Odchodząca niedługo z urzędu Angela Merkel pojechała z wizytą do stolicy Ukrainy. Jednym z głównych tematów jej rozmowy z prezydentem tego kraju była sprawa tranzytu gazu z Rosji przez Ukrainę po tym, jak uruchomiony zostanie Nord Stream 2.
Nowy gazociąg to kolejny, który omija Ukrainę - biegnie dnem Morza Bałtyckiego - a Ukraińcy obawiają się, że Rosja po rozpoczęciu przesyłu nową drogą będzie ograniczać tranzyt surowca przez ich kraj. To byłoby uderzenie nie tylko w finanse, lecz także bezpieczeństwo energetyczne Ukrainy.
Jak podaje Agencja Reutera, kanclerz Niemiec zapewniła, że Ukraina nie ucierpi z powodu budowy Nord Stream 2. Podkreśliła, że Rosja nie może wykorzystywać gazu jako broni i powiedziała, że Niemcy mogą nałożyć nowe sankcje na ten kraj, gdyby pojawiła się taka potrzeba. "Ważne jest, aby Ukraina pozostała krajem tranzytowym" - stwierdziła Angela Merkel po rozmowie z Wołodymyrem Zełenskim. Umowa w tej sprawie między Ukrainą i Rosją wygasa w 2024 roku, Merkel wezwała do jej przedłużenia.
Prezydent Ukrainy jednoznacznie podkreślił na spotkaniu z dziennikarzami, że Nord Stream 2 to broń geopolityczna. Jego zdaniem nie można nie zauważać, że to jest niebezpieczne nie tylko dla Ukrainy. Jak mówił, gazociąg jest jeszcze niedokończony, a już widać, kto kontroluje ceny gazu w Europie. Jego zdaniem w kwestii przedłużenia umowy tranzytowej jak na razie są to tylko zbyt ogólne rozmowy.
Angela Merkel spotkała się z Wołodymyrem Zełenskim dwa dni po wizycie w Moskwie. Z prezydentem Rosji także poruszyła temat Nord Stream 2. Władimir Putin przekazał dziennikarzom, że może wydłużyć porozumienie ws. tranzytu gazu poza 2024 rok, ale potrzebowałby więcej szczegółów.

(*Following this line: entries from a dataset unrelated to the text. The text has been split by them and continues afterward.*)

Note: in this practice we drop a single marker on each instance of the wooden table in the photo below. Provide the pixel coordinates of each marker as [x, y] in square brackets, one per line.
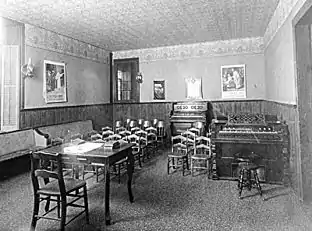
[107, 157]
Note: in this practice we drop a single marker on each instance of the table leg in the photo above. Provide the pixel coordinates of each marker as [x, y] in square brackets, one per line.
[107, 190]
[130, 169]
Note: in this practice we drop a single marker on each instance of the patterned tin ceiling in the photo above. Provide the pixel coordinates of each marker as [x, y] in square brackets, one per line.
[135, 24]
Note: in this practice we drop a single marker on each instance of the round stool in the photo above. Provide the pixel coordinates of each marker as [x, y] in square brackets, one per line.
[248, 176]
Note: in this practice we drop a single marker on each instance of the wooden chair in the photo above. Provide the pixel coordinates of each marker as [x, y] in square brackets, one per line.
[134, 129]
[75, 137]
[106, 134]
[190, 141]
[247, 168]
[143, 143]
[178, 156]
[127, 124]
[161, 134]
[200, 158]
[201, 126]
[58, 190]
[107, 128]
[196, 131]
[136, 150]
[125, 134]
[118, 124]
[120, 129]
[154, 123]
[140, 123]
[146, 124]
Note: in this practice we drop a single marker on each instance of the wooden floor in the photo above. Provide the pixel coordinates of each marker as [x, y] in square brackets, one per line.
[166, 202]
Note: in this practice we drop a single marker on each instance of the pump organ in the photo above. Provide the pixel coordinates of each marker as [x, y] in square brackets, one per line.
[258, 133]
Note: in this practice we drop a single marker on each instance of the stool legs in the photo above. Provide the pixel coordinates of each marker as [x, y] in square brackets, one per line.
[257, 182]
[240, 183]
[246, 181]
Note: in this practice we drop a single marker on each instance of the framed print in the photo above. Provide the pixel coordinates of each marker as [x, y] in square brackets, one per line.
[233, 81]
[194, 88]
[54, 82]
[159, 89]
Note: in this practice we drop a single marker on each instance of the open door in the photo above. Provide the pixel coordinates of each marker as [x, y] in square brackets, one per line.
[10, 87]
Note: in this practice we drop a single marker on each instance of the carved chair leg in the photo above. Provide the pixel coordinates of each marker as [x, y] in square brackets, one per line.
[85, 198]
[35, 212]
[241, 183]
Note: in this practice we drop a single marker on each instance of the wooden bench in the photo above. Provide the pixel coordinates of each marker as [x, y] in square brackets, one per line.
[66, 130]
[20, 142]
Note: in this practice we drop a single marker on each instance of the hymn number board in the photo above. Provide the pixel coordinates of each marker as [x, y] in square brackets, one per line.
[190, 107]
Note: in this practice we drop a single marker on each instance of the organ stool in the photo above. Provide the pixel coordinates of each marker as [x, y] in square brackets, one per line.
[248, 176]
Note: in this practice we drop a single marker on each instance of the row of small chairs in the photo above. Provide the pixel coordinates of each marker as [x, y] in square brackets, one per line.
[141, 123]
[190, 146]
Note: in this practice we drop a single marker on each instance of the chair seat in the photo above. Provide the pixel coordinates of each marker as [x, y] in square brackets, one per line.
[71, 184]
[135, 153]
[177, 155]
[121, 161]
[247, 166]
[200, 156]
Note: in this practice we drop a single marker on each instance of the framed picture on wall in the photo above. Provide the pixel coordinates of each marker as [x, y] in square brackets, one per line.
[54, 82]
[193, 88]
[159, 89]
[233, 81]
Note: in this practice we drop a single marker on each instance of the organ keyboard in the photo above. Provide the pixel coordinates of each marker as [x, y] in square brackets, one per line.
[258, 133]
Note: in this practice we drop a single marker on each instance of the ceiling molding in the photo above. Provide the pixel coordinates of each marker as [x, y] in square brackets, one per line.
[281, 13]
[44, 39]
[138, 24]
[198, 50]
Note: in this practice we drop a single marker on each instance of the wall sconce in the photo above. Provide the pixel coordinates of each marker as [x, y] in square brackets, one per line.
[28, 69]
[139, 77]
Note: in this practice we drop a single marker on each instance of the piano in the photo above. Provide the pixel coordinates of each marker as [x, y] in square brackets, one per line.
[262, 134]
[184, 114]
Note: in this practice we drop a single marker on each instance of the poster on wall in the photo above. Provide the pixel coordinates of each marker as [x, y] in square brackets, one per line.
[54, 82]
[233, 81]
[159, 89]
[193, 88]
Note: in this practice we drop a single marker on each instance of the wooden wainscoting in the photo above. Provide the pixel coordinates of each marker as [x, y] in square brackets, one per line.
[238, 106]
[161, 110]
[289, 114]
[100, 114]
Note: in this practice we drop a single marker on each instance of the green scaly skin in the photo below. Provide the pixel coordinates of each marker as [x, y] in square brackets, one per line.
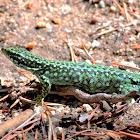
[91, 78]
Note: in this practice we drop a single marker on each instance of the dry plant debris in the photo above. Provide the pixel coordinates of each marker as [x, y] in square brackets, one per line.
[103, 32]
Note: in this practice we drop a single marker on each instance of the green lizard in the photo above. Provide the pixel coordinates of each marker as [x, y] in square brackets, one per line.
[91, 78]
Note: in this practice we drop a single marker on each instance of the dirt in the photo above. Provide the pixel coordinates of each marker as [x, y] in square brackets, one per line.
[52, 27]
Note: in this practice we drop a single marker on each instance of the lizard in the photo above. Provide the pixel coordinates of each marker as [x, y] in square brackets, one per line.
[90, 78]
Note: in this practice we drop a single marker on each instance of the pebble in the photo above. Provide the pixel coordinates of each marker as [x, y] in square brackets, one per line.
[87, 107]
[56, 20]
[95, 43]
[41, 24]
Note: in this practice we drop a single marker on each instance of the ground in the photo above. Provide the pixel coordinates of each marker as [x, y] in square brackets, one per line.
[50, 29]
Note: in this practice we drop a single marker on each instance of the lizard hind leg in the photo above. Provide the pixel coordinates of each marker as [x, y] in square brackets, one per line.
[124, 89]
[46, 87]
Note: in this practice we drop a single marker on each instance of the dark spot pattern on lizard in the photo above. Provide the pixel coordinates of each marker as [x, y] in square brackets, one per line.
[92, 78]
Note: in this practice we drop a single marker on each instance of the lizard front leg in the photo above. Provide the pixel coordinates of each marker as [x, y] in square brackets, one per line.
[46, 87]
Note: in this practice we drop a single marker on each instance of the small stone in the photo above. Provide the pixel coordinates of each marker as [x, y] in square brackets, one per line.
[56, 20]
[87, 107]
[84, 117]
[95, 43]
[58, 131]
[113, 9]
[41, 24]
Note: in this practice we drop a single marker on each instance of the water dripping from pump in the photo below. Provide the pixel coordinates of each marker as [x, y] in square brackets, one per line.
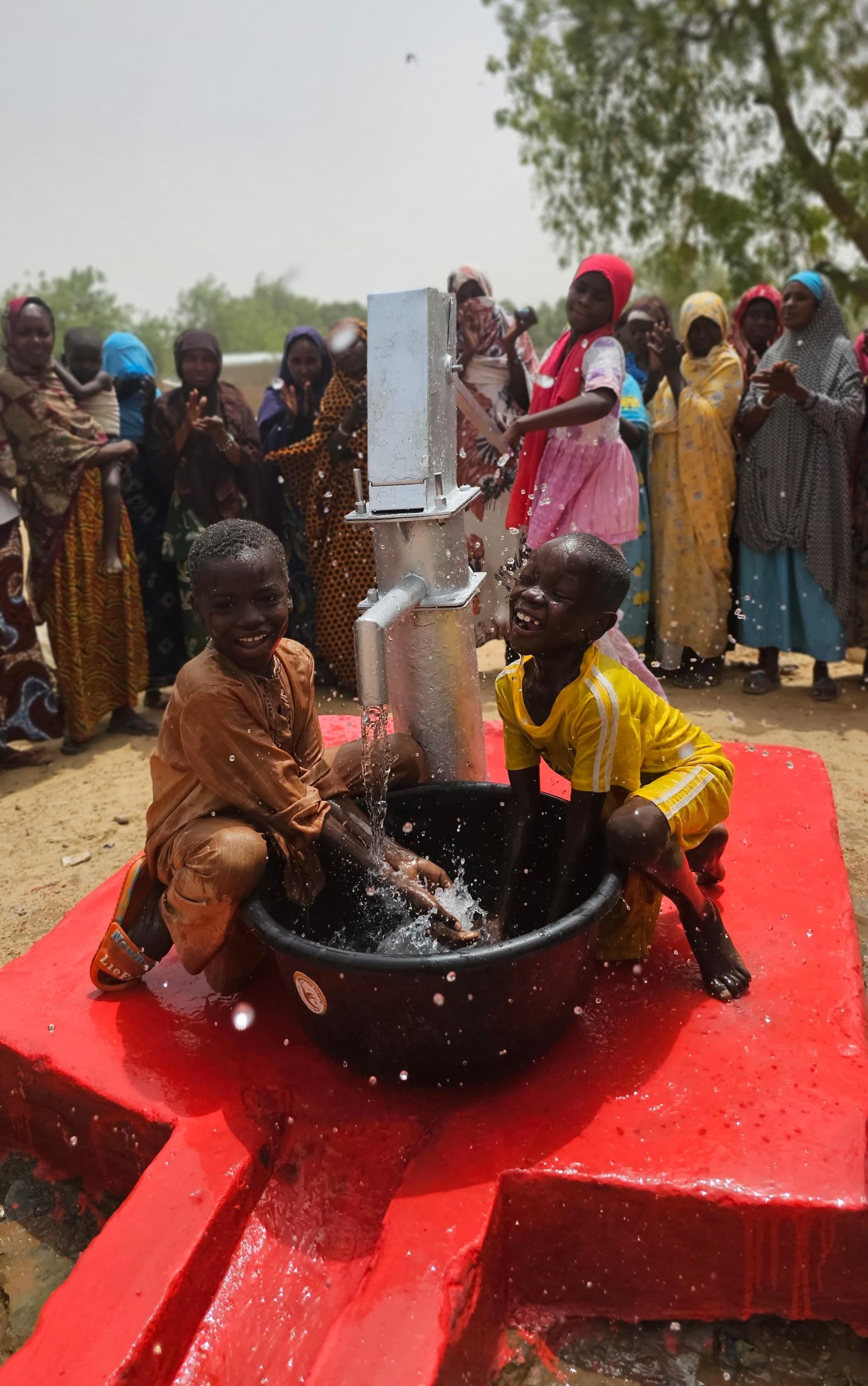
[376, 767]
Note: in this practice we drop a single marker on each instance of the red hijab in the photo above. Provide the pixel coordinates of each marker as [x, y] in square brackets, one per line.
[564, 362]
[737, 338]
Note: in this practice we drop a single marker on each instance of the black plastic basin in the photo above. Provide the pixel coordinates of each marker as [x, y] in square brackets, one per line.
[471, 1012]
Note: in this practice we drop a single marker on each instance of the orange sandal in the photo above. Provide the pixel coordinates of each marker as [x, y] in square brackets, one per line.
[118, 962]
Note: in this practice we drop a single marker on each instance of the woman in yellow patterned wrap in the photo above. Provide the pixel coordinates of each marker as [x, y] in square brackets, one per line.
[693, 494]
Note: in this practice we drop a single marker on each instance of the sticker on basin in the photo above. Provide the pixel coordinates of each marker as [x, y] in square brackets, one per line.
[311, 994]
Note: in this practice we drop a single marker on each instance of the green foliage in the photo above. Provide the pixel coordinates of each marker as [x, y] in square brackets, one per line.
[258, 321]
[728, 132]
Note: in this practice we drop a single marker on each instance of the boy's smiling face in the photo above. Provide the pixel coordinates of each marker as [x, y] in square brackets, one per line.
[551, 609]
[246, 606]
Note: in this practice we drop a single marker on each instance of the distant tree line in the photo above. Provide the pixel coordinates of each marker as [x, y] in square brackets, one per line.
[257, 321]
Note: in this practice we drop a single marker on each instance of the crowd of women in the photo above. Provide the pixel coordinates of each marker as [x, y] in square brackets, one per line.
[727, 461]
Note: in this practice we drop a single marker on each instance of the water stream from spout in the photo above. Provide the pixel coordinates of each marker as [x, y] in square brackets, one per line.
[376, 767]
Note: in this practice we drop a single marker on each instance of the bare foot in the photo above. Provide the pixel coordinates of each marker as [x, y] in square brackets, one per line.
[706, 858]
[723, 972]
[73, 748]
[11, 760]
[127, 721]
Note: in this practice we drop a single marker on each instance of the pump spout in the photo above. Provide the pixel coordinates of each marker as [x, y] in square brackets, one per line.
[371, 630]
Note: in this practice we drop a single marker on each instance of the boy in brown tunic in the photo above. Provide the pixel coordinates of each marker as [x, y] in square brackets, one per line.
[240, 764]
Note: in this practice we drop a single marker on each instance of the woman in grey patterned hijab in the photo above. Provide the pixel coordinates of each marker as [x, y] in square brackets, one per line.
[800, 415]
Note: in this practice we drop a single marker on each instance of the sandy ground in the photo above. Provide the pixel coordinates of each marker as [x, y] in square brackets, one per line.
[96, 803]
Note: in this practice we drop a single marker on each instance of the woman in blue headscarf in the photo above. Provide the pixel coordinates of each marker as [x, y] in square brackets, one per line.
[636, 432]
[287, 415]
[800, 417]
[290, 404]
[133, 370]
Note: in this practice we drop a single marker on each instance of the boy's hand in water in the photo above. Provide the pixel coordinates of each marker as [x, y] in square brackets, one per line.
[418, 897]
[416, 868]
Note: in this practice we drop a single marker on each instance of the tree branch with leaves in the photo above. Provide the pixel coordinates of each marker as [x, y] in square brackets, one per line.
[737, 132]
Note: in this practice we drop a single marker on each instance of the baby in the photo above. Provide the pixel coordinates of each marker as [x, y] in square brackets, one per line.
[81, 372]
[604, 731]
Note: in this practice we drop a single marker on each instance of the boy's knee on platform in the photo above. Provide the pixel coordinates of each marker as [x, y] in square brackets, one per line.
[637, 833]
[232, 858]
[407, 761]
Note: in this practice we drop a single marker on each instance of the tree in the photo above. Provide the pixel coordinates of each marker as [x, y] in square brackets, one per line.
[733, 130]
[258, 321]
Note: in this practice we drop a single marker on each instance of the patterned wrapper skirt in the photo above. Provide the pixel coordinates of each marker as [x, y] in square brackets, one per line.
[95, 619]
[30, 707]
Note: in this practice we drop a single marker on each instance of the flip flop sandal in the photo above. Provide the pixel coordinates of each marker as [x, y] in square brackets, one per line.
[118, 962]
[825, 691]
[760, 682]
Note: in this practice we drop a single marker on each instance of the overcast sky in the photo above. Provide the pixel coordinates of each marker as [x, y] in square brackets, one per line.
[187, 138]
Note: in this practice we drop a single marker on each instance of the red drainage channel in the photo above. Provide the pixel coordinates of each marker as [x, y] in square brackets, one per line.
[290, 1221]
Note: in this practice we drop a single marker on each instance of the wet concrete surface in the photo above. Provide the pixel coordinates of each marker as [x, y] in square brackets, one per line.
[759, 1352]
[46, 1221]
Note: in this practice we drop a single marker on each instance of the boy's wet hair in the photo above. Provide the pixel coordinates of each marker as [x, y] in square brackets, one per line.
[232, 540]
[82, 337]
[608, 570]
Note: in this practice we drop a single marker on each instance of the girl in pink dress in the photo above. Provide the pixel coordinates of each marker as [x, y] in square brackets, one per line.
[575, 470]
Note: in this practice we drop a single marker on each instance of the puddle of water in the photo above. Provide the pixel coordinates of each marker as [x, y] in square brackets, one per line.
[760, 1352]
[46, 1223]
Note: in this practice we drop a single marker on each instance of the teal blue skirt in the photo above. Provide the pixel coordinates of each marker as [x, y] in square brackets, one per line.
[637, 552]
[785, 607]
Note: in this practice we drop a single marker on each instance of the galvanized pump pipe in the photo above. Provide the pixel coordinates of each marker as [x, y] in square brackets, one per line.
[415, 641]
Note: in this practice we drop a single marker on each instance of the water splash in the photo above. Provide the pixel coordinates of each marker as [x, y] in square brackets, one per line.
[376, 766]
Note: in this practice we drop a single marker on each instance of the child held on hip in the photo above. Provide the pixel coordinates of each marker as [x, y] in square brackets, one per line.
[81, 372]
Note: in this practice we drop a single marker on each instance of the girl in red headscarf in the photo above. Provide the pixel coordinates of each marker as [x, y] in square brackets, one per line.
[575, 472]
[757, 325]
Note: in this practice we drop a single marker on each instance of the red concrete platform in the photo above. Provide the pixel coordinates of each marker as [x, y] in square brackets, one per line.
[288, 1221]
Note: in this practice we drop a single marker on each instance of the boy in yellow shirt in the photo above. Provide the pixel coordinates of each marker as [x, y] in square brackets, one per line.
[601, 728]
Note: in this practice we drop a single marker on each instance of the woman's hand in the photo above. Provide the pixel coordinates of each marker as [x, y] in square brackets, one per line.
[514, 436]
[525, 319]
[665, 350]
[355, 416]
[194, 408]
[470, 344]
[215, 429]
[780, 380]
[294, 405]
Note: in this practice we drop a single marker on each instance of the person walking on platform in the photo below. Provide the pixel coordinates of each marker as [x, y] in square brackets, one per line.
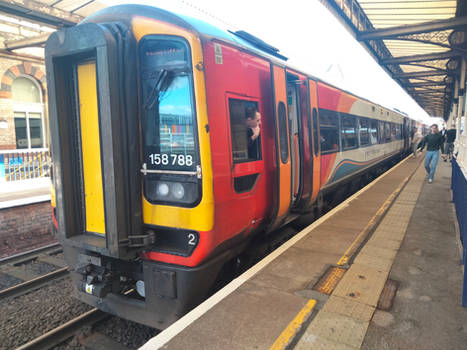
[434, 142]
[416, 138]
[449, 145]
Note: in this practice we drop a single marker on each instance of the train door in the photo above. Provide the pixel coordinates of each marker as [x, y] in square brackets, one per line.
[405, 133]
[293, 106]
[313, 89]
[284, 172]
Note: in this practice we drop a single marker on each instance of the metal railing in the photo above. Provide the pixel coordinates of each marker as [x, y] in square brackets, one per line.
[24, 164]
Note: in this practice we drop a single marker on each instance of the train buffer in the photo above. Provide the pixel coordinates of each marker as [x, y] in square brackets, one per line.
[380, 271]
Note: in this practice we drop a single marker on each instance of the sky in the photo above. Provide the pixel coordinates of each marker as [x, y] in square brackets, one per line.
[313, 39]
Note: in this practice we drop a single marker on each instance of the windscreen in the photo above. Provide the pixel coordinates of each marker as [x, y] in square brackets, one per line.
[167, 105]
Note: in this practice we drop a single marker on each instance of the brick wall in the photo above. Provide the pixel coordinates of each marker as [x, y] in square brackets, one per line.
[10, 68]
[25, 227]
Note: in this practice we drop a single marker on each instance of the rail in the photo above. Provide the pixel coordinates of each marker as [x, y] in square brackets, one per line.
[24, 164]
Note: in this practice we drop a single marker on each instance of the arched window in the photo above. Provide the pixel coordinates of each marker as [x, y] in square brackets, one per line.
[28, 113]
[25, 90]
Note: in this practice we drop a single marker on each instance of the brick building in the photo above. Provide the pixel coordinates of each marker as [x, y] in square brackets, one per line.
[23, 114]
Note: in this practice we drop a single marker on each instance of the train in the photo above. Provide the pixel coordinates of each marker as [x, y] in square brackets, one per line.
[178, 146]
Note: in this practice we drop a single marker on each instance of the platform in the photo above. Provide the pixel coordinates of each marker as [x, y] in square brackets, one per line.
[326, 287]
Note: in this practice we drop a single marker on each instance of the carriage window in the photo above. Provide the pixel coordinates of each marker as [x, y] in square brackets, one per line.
[399, 131]
[349, 132]
[245, 130]
[329, 131]
[315, 131]
[364, 131]
[284, 144]
[374, 132]
[393, 132]
[381, 131]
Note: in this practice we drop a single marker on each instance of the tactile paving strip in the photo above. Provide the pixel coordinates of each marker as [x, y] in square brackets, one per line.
[329, 280]
[344, 319]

Budowa drugiej nitki gazociągu Nord Stream jest bliska zakończenia. Sprzeciwiała się jej nie tylko Ukraina, ale także kilka innych państw, w tym Polska. Niemcy nie wstrzymują jednak tej inwestycji, a władze powtarzają, że jest to projekt ekonomiczny, nie polityczny. Także Stany Zjednoczone i za poprzedniej, i za obecnej administracji Białego Domu, nie nałożyły sankcji dotkliwych na tyle, by doprowadziły do rezygnacji Rosjan z budowy. W piątek restrykcje zostały nałożone na rosyjski statek i dwóch Rosjan powiązanych z przedsięwzięciem.